Managing Retries — API Design · Engineering Playbook

What it is#

Retries are the client-side discipline of reissuing a failed request in the hope that the failure was transient. Done right, retries hide the dropped packets, brief congestion spikes, and momentary partial failures that every distributed system has — the request that would have failed at 200ms succeeds at 800ms after one retry, and the user never sees the seam.

Done wrong, retries are the mechanism by which a recovering service gets killed for a second time. A service that goes down for 30 seconds and starts coming back up faces every client’s accumulated retry queue all at once — a self-inflicted denial of service that prevents recovery. The 2015 AWS DynamoDB outage and the 2020 Cloudflare Workers KV incident both included a “retry-storm extended the outage by 20+ minutes” finding.

The vocabulary that separates safe retries from dangerous ones has four parts: exponential backoff (each retry waits longer than the last), jitter (randomise the wait so clients don’t synchronise), retry budgets (cap the cost — max attempts, max time, max queue size), and idempotency (the prerequisite — retrying a non-idempotent operation creates duplicates).

The senior signal in any interview that touches retries: retries are not a substitute for reliability. They’re a tool for masking transient failure. If a service is failing 50% of requests, retrying won’t help — the right answer is a circuit breaker, not more retries.

When to use it#

Retries are appropriate for:

Network-level transient failures.
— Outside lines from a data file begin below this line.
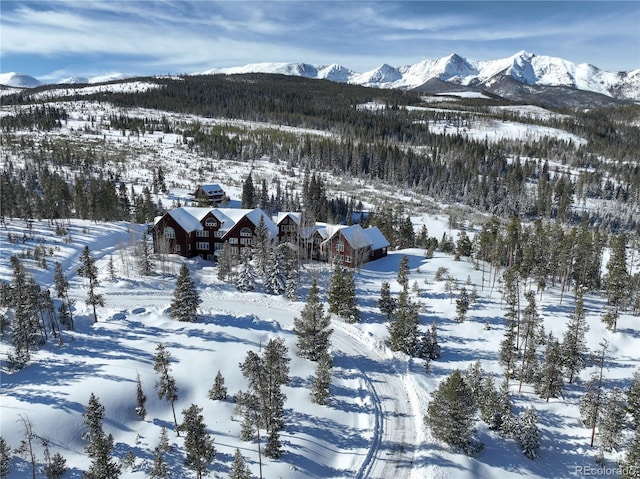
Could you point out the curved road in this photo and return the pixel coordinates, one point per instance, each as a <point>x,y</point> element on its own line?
<point>395,441</point>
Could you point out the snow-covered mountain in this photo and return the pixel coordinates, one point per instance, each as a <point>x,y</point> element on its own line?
<point>18,80</point>
<point>524,67</point>
<point>507,77</point>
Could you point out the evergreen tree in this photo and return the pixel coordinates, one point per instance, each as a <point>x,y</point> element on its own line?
<point>145,261</point>
<point>54,466</point>
<point>62,289</point>
<point>386,303</point>
<point>246,278</point>
<point>239,468</point>
<point>451,413</point>
<point>198,443</point>
<point>218,391</point>
<point>462,305</point>
<point>5,458</point>
<point>611,421</point>
<point>633,399</point>
<point>617,280</point>
<point>403,328</point>
<point>630,464</point>
<point>428,347</point>
<point>312,328</point>
<point>550,378</point>
<point>321,388</point>
<point>224,262</point>
<point>530,332</point>
<point>166,384</point>
<point>99,445</point>
<point>403,272</point>
<point>184,306</point>
<point>25,325</point>
<point>261,246</point>
<point>574,346</point>
<point>528,433</point>
<point>276,281</point>
<point>248,193</point>
<point>89,270</point>
<point>342,294</point>
<point>141,399</point>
TCP resets, DNS hiccups, brief TLS handshake failures. These resolve quickly; a retry hides them.
Server-side transient failures. 503 Service Unavailable with Retry-After, occasional 502 Bad Gateway from a load balancer’s brief view of a restarting backend, 504 Gateway Timeout for a stuck request.
Rate-limit responses (429). With Retry-After honored.
Idempotent operations. Reads, PUTs, DELETEs, and POSTs with an idempotency key. See idempotency-in-api-design.
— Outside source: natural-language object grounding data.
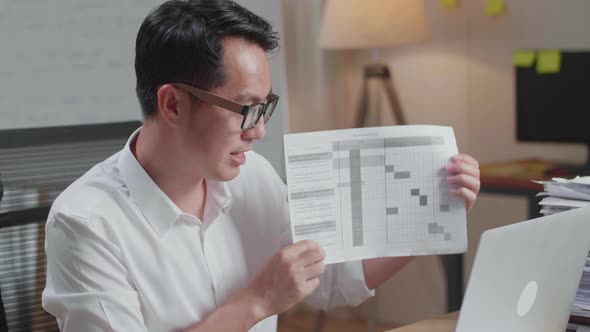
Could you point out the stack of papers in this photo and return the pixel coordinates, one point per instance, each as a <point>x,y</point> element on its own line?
<point>582,303</point>
<point>563,194</point>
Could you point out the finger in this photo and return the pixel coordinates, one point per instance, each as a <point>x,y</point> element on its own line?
<point>467,158</point>
<point>311,285</point>
<point>294,251</point>
<point>312,256</point>
<point>464,180</point>
<point>463,167</point>
<point>467,195</point>
<point>314,270</point>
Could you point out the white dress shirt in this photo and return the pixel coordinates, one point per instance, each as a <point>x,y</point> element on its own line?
<point>121,256</point>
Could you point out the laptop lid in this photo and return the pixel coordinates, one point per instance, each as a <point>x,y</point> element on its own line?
<point>525,275</point>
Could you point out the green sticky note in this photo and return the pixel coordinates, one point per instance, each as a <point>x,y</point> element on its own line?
<point>549,62</point>
<point>523,58</point>
<point>449,4</point>
<point>495,7</point>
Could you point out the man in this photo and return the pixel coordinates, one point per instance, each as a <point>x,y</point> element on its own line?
<point>186,228</point>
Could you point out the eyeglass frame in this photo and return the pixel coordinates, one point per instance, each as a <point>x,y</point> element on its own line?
<point>231,105</point>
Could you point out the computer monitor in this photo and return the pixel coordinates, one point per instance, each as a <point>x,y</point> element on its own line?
<point>555,107</point>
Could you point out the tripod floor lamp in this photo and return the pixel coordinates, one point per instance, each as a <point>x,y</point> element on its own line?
<point>374,25</point>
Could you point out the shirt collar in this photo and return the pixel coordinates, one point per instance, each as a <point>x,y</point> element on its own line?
<point>155,205</point>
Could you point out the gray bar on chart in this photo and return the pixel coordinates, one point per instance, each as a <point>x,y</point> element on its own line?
<point>318,227</point>
<point>356,197</point>
<point>391,211</point>
<point>400,142</point>
<point>360,144</point>
<point>312,194</point>
<point>434,228</point>
<point>423,200</point>
<point>310,157</point>
<point>366,161</point>
<point>401,175</point>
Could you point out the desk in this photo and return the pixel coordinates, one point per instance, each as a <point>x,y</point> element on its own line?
<point>445,323</point>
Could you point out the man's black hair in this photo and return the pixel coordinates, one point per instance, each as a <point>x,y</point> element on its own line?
<point>181,41</point>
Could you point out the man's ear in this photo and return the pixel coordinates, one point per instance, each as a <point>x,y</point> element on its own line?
<point>171,103</point>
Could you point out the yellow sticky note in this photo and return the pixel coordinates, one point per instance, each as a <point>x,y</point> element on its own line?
<point>523,58</point>
<point>449,4</point>
<point>495,7</point>
<point>549,62</point>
Retries are inappropriate for:

Client errors (4xx other than 429). A 400 Bad Request won’t become 200 OK on retry; the request is malformed. A 403 Forbidden won’t grant access on retry. A 404 Not Found won’t find the resource on retry. Don’t retry these.
Non-idempotent operations without an idempotency key. Charging a card, sending an email, creating an order. A retry creates a duplicate.
Persistent failures. If 5 retries don’t help, retry 6 won’t either. Move to the fail path.

How it works#

Exponential backoff#

The wait between retries doubles (or scales by some factor) on each attempt:

delay = base * factor^attempt

With base = 100ms and factor = 2:

Attempt 0: try immediately
Attempt 1: wait 100ms
Attempt 2: wait 200ms
Attempt 3: wait 400ms
Attempt 4: wait 800ms
Attempt 5: wait 1600ms

The rationale: a brief blip (100ms) clears on the first retry. A medium failure (1-2s) clears on the second or third. A sustained outage takes the client past the budget without hammering the server.

Jitter — the bit everyone forgets#

Without jitter, every client retries on the same schedule. If 1,000 clients all see a failure at the same instant, they all retry at exactly 100ms, then 200ms, then 400ms — a synchronised thundering herd hitting the recovering service.
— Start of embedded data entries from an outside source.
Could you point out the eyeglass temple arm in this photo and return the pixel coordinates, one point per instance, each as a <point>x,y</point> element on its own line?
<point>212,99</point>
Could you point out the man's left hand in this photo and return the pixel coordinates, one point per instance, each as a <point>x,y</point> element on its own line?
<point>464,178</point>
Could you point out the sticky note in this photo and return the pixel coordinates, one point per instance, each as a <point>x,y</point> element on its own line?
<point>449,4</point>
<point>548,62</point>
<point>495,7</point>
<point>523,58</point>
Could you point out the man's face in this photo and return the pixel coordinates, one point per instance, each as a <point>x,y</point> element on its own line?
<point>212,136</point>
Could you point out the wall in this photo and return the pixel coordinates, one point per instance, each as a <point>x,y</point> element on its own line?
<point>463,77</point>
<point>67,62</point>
The fix is jitter: randomise the wait. Three common variants:

full jitter:           wait = rand(0, base * factor^attempt)
equal jitter:          wait = base * factor^attempt / 2 + rand(0, base * factor^attempt / 2)
decorrelated jitter:   wait = rand(base, last_wait * 3)   # capped at max

AWS’s “Exponential Backoff And Jitter” blog post (2015) showed that full jitter is the best of the three for both client experience and server recovery time. Most libraries default to full jitter today.

   Without jitter:         With full jitter:
       |                       :        :
   ----▼-----▼-----▼-----  ----▼-----:▼--▼-----:--▼:--
       all clients              spread out
       retry together

Retry budgets — the cost cap#

A budget caps how many retries the system as a whole will spend. Three forms:

Per-call attempts cap. Maximum retry count for a single call, often 3-5. Beyond this, fail the call.
Per-call time budget. Maximum total elapsed time including retries, often 30s. If the budget runs out mid-backoff, abandon.
Per-target retry quota. Across all calls to the same target, cap retries as a fraction of total requests (e.g., “at most 10% of requests can be retries”). Prevents retry-storm during incidents.

The third form is what Google’s SRE Book calls a “retry budget” specifically and what gRPC implements as RetryThrottlingPolicy. The idea: when the system is healthy, retries are cheap and rare. When the system is degraded, the retry rate spikes and starts to consume the budget. When the budget is exhausted, retries are disabled until the underlying success rate recovers.

This is the discipline that prevents a recovering service from being re-killed.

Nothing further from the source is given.